Das Bild wird auf die Wand gegenüber den Besucher:innen projiziert, wodurch ein ganz persönlicher (Erfahrungs-)Raum geschaffen wird. Das Begrüßungsritual umfasst unter anderem auch die Möglichkeit, eine spezielle Duftkomposition auf die Hände aufzutragen. Sie besteht aus erfrischenden und beruhigenden Inhaltsstoffen und trägt dazu bei, Wohlbefinden und Offenheit zu fördern.
Die "Smartphone Finger Massage" selbst besteht aus einer achtsamen und sanften Massage der Handflächen und Finger, die oftmals den ganzen Tag lang zum Halten des Smartphones und zum Tippen und Wischen verwendet werden – mit dem Ziel, Verspannungen zu lösen und das Bewusstsein der Benutzer:innen für ihre Körperempfindungen zu schärfen.

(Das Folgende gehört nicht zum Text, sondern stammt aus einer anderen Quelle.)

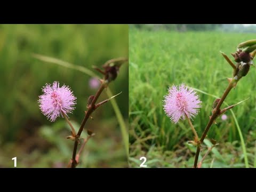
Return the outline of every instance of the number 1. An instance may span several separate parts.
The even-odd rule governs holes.
[[[17,157],[13,157],[12,160],[14,160],[14,167],[17,166]]]

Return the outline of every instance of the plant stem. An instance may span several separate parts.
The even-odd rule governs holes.
[[[68,122],[68,124],[71,127],[72,135],[73,137],[76,137],[76,130],[75,130],[75,129],[74,129],[73,125],[72,125],[72,124],[71,124],[71,122],[69,121],[69,120],[68,120],[68,117],[67,117],[67,115],[66,115],[66,114],[64,113],[63,113],[63,111],[61,111],[61,113],[62,114],[63,116],[65,118],[66,121],[67,121],[67,122]]]
[[[212,147],[209,147],[208,148],[208,150],[207,150],[206,153],[205,153],[205,154],[204,154],[204,156],[203,157],[203,158],[202,158],[201,161],[200,161],[200,162],[199,162],[198,163],[198,168],[201,168],[201,166],[202,166],[202,164],[203,164],[203,162],[204,161],[204,159],[205,159],[205,157],[206,157],[206,156],[208,155],[208,154],[210,153],[210,152],[211,152],[211,151],[212,150],[212,149],[213,148],[213,147],[214,147],[215,146],[216,146],[217,145],[213,145]]]
[[[196,168],[197,167],[197,162],[198,161],[199,154],[200,153],[200,150],[201,148],[201,143],[202,143],[204,141],[204,140],[205,138],[205,137],[206,137],[207,133],[208,132],[208,131],[209,131],[209,129],[211,127],[211,126],[212,125],[216,117],[218,117],[219,113],[220,113],[220,107],[221,106],[221,105],[222,104],[223,102],[224,101],[228,95],[228,93],[229,93],[229,92],[230,91],[230,90],[234,87],[234,83],[236,83],[236,82],[237,82],[238,81],[238,80],[235,80],[234,78],[231,81],[230,81],[230,82],[229,82],[228,85],[228,87],[225,90],[225,92],[223,94],[222,97],[221,97],[221,98],[220,99],[220,101],[219,101],[219,102],[218,103],[218,105],[215,108],[215,109],[213,109],[212,115],[211,116],[209,122],[208,122],[208,124],[207,124],[206,127],[205,127],[205,129],[204,130],[204,132],[203,133],[203,135],[202,135],[202,137],[200,139],[200,142],[197,145],[196,156],[195,157],[195,162],[194,163],[194,168]]]
[[[101,84],[101,85],[99,88],[99,90],[96,93],[96,94],[95,95],[94,98],[93,98],[92,101],[92,103],[91,103],[91,105],[89,105],[88,107],[88,109],[87,111],[86,111],[85,113],[85,116],[84,116],[84,118],[83,119],[83,122],[82,122],[81,126],[80,126],[80,128],[79,129],[78,132],[77,133],[77,135],[76,135],[76,139],[75,141],[75,144],[74,145],[74,149],[73,149],[73,155],[72,156],[72,164],[71,166],[71,168],[75,168],[77,164],[77,162],[76,161],[76,150],[77,149],[77,145],[78,144],[79,138],[81,135],[81,133],[83,131],[84,125],[85,125],[85,123],[87,122],[87,120],[88,120],[88,119],[91,116],[91,114],[95,110],[95,103],[96,103],[96,101],[97,101],[98,99],[100,97],[102,91],[107,85],[107,84],[108,83],[106,81],[102,82],[102,83]]]
[[[89,141],[90,138],[91,138],[93,135],[88,135],[87,136],[86,139],[84,139],[84,142],[83,143],[83,145],[81,146],[81,147],[80,148],[80,149],[79,149],[78,153],[77,153],[77,154],[76,155],[76,161],[78,163],[79,162],[79,158],[80,157],[80,155],[82,153],[82,151],[84,148],[84,146],[85,146],[85,144],[86,144],[87,142]]]
[[[197,135],[197,133],[196,133],[196,130],[194,127],[193,124],[191,122],[190,119],[189,117],[188,117],[187,115],[186,115],[186,118],[188,120],[188,123],[189,123],[189,125],[190,126],[191,129],[192,129],[192,131],[194,133],[194,134],[195,135],[195,139],[196,140],[196,142],[197,142],[199,139],[198,139],[198,135]]]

Die "Smartphone Finger Massage" greift dabei thailändische Massagetechniken auf, die Mueller-DIivjak während Feldforschungen und Workshops in Südostasien erlernt haben. Sie ermöglicht die vertrauensvolle Beziehung zum Gegenüber und trägt dazu bei, eine tiefere sensorische Verbindung zu sich selbst und der unmittelbaren Umgebung aufzubauen. Die taktile Intervention begünstigt Ruhe, fördert Präsenz und Bewusstsein, vermittelt grundlegende Prinzipien der Systemtheorie in Bezug auf Entitäten, Grenzen und Beziehungen und bereitet darauf vor, die Ausstellung "HandFest" mit wachen Sinnen zu erleben.

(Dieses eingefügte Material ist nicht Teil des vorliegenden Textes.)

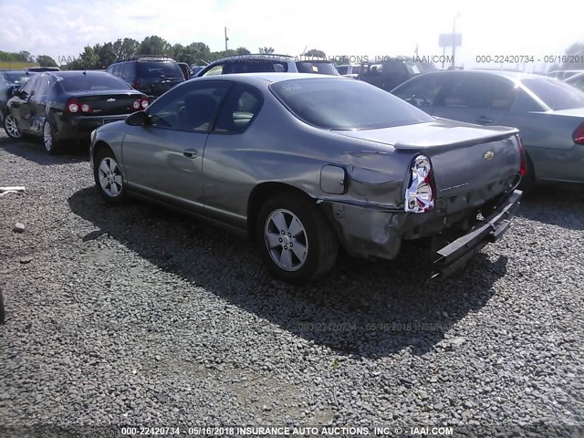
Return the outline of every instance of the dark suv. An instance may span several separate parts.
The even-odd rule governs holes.
[[[156,99],[184,81],[178,63],[170,57],[144,56],[120,59],[108,69],[150,99]]]
[[[359,78],[391,91],[409,78],[434,69],[433,64],[416,62],[409,57],[386,57],[379,61],[362,63]]]
[[[212,62],[195,76],[226,75],[229,73],[315,73],[339,76],[329,61],[312,57],[288,55],[239,55]]]

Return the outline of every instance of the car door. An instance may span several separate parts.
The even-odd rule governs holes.
[[[130,189],[188,210],[203,208],[203,151],[231,85],[199,81],[175,88],[151,106],[148,123],[126,127],[122,157]]]
[[[29,102],[31,98],[35,95],[35,90],[38,79],[41,75],[36,75],[19,89],[19,95],[15,96],[10,100],[10,111],[12,115],[16,119],[18,128],[20,130],[26,130],[30,132],[32,130],[31,110]]]
[[[479,125],[499,125],[515,99],[513,81],[490,74],[453,72],[433,115]]]
[[[245,156],[256,148],[253,122],[263,105],[261,91],[235,85],[209,134],[203,159],[205,215],[245,228],[247,200],[256,184]],[[248,156],[248,155],[247,155]]]
[[[30,109],[30,129],[33,132],[40,134],[43,131],[43,124],[47,116],[47,103],[50,88],[50,76],[39,75],[35,85],[35,92],[28,100]]]

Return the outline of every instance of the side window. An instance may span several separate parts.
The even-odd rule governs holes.
[[[154,101],[148,110],[151,125],[192,132],[207,132],[219,104],[232,83],[227,81],[176,87]]]
[[[256,89],[243,85],[234,87],[219,111],[213,131],[243,132],[259,113],[261,106],[262,95]]]
[[[48,94],[49,78],[47,75],[42,75],[38,78],[38,83],[36,87],[35,97],[38,100],[46,100]]]
[[[420,77],[400,87],[394,94],[415,107],[433,107],[442,81],[436,76]]]
[[[35,89],[35,86],[37,80],[38,80],[38,77],[31,78],[26,81],[26,83],[22,87],[22,89],[20,89],[21,91],[24,91],[28,96],[32,96],[34,94],[33,90]]]
[[[486,76],[461,77],[444,97],[444,106],[508,110],[514,99],[515,89],[510,80]]]
[[[541,111],[542,108],[525,89],[517,89],[515,102],[511,107],[513,111]]]
[[[218,64],[215,67],[211,68],[206,73],[201,76],[221,75],[223,73],[223,64]]]
[[[134,76],[134,65],[131,62],[126,62],[123,65],[123,70],[121,70],[122,79],[130,79]]]

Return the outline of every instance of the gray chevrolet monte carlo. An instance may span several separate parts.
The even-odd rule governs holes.
[[[257,243],[277,276],[325,275],[339,245],[393,259],[432,237],[432,276],[508,227],[525,173],[515,129],[437,120],[349,78],[195,78],[92,133],[96,186],[204,218]]]

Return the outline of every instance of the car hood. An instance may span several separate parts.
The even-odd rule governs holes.
[[[571,110],[558,110],[554,111],[553,113],[558,114],[558,116],[572,116],[572,117],[584,118],[584,107],[572,108]]]
[[[334,130],[359,140],[366,140],[395,149],[448,149],[462,144],[483,143],[518,132],[506,126],[482,127],[470,123],[437,119],[435,121],[378,130]]]

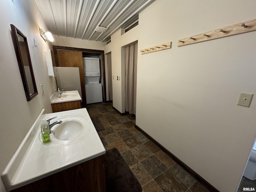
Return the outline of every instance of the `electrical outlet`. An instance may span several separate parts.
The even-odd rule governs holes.
[[[237,102],[237,105],[244,107],[250,107],[252,99],[252,96],[253,96],[253,94],[252,93],[241,93]]]
[[[41,87],[41,92],[42,94],[44,93],[44,88],[43,88],[43,85],[42,84],[40,85],[40,87]]]

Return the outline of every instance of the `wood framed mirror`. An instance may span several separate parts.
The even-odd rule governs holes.
[[[27,38],[21,31],[11,24],[12,36],[15,50],[27,101],[38,94],[33,72]]]

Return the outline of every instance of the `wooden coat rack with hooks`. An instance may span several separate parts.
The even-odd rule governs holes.
[[[256,19],[179,39],[178,46],[256,31]]]
[[[163,43],[160,45],[156,45],[146,49],[140,50],[141,54],[146,54],[146,53],[151,53],[155,51],[161,51],[165,49],[170,49],[172,46],[172,42]]]

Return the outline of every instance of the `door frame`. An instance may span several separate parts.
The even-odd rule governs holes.
[[[106,75],[105,70],[105,58],[104,50],[96,50],[94,49],[84,49],[81,48],[76,48],[74,47],[65,47],[63,46],[58,46],[53,45],[53,52],[54,55],[54,59],[56,66],[59,66],[59,62],[57,55],[57,50],[63,50],[66,51],[79,51],[80,52],[86,52],[88,53],[98,53],[101,54],[102,65],[102,79],[103,80],[102,87],[103,91],[102,92],[102,97],[103,102],[106,102]]]

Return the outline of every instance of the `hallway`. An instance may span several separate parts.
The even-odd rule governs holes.
[[[106,150],[118,149],[143,192],[209,191],[135,128],[134,115],[120,115],[111,103],[90,104],[86,108],[105,128],[98,134]]]

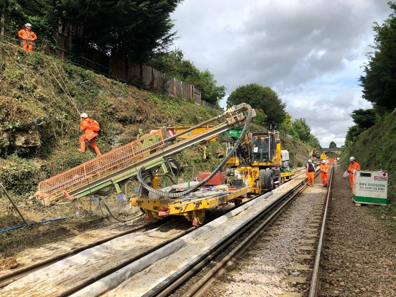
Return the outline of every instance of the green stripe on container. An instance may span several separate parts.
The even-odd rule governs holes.
[[[384,198],[375,198],[372,197],[365,197],[364,196],[356,196],[352,194],[352,198],[357,202],[363,203],[375,203],[379,204],[386,204],[388,200]]]

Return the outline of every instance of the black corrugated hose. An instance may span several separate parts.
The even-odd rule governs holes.
[[[137,172],[137,177],[138,180],[139,180],[139,182],[141,184],[142,186],[143,186],[144,188],[148,190],[150,192],[157,195],[171,197],[172,198],[177,198],[182,197],[184,196],[185,195],[187,195],[187,194],[189,194],[192,192],[194,191],[198,188],[206,184],[208,181],[214,176],[219,171],[220,171],[220,169],[221,169],[225,165],[227,161],[228,161],[228,159],[230,158],[236,150],[236,149],[238,148],[240,144],[242,141],[242,139],[243,138],[244,136],[245,136],[245,134],[246,134],[246,132],[248,131],[248,129],[249,128],[249,124],[250,124],[250,122],[251,121],[251,119],[253,118],[253,112],[251,107],[249,108],[248,110],[246,123],[245,124],[245,126],[244,127],[243,129],[242,130],[241,135],[239,137],[239,138],[238,138],[238,140],[237,140],[234,144],[232,149],[231,149],[231,150],[230,151],[230,152],[228,153],[228,154],[226,156],[224,160],[223,160],[223,162],[220,164],[220,165],[219,165],[216,168],[216,169],[210,173],[210,174],[208,175],[206,179],[202,180],[202,181],[196,185],[195,186],[192,187],[189,189],[186,190],[185,191],[178,192],[177,193],[168,193],[166,192],[163,192],[157,189],[155,189],[147,185],[142,177],[142,172],[144,170],[143,168],[141,168],[139,169],[139,171]]]

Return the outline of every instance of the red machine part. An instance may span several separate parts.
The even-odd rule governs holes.
[[[211,172],[200,172],[199,178],[201,180],[206,179]],[[224,183],[224,180],[225,179],[225,171],[217,172],[215,176],[208,181],[206,185],[208,186],[214,186],[217,185],[222,185]]]

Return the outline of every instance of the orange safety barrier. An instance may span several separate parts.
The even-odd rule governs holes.
[[[39,198],[43,198],[71,186],[86,183],[112,168],[119,169],[148,156],[153,150],[165,146],[162,131],[158,130],[108,153],[88,161],[38,184]],[[35,196],[36,196],[35,194]]]

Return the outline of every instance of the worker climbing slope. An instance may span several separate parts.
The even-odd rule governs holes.
[[[25,24],[25,29],[18,31],[18,35],[22,39],[22,46],[27,51],[33,50],[33,42],[37,39],[34,32],[32,31],[32,25],[27,23]]]
[[[312,160],[308,159],[308,162],[305,164],[305,173],[308,178],[308,185],[313,187],[315,181],[315,164],[312,162]]]
[[[85,141],[89,140],[91,143],[91,146],[95,150],[96,156],[101,156],[102,154],[97,145],[95,140],[95,138],[98,135],[98,131],[100,129],[99,123],[96,121],[88,118],[88,115],[85,112],[81,114],[81,117],[80,129],[82,131],[84,131],[84,133],[78,139],[81,147],[80,148],[77,148],[77,150],[85,152]]]
[[[348,172],[349,173],[349,183],[350,184],[350,189],[352,190],[353,183],[353,170],[354,169],[360,169],[360,165],[356,162],[354,157],[351,157],[349,158],[349,162],[350,162],[350,164],[348,168]]]
[[[322,162],[320,167],[320,176],[322,178],[322,185],[323,187],[327,187],[327,172],[329,171],[329,166],[326,164],[326,160],[322,160]]]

Mit ihren Environments, multimedialen Interventionen, ortsspezifischen Installationen, Skulpturen, Performances, Collagen, Texten, Klanglandschaften und olfaktorischen Interventionen reflektieren Mueller-Divjak (Jeanette Müller & Paul Divjak) Natur, Gesellschaft und lebende Systeme im Sinne der Allgemeinen Systemtheorie. Der sorgfältige Umgang mit gefundenem (natürlichem und menschengemachtem) Material sowie die Idee des Upcyclings prägen ihre Arbeit; ein Cradle-to-Cradle-Ansatz unterstützt das Ideal der Künstler:innen und Forscher:innen von Nachhaltigkeit.
Beide erhielten unabhängig voneinander den österreichischen Theodor-Körner-Preis für Wissenschaft und Kunst für ihre Dissertationen. Sie leben und arbeiten in Wien und Südostasien.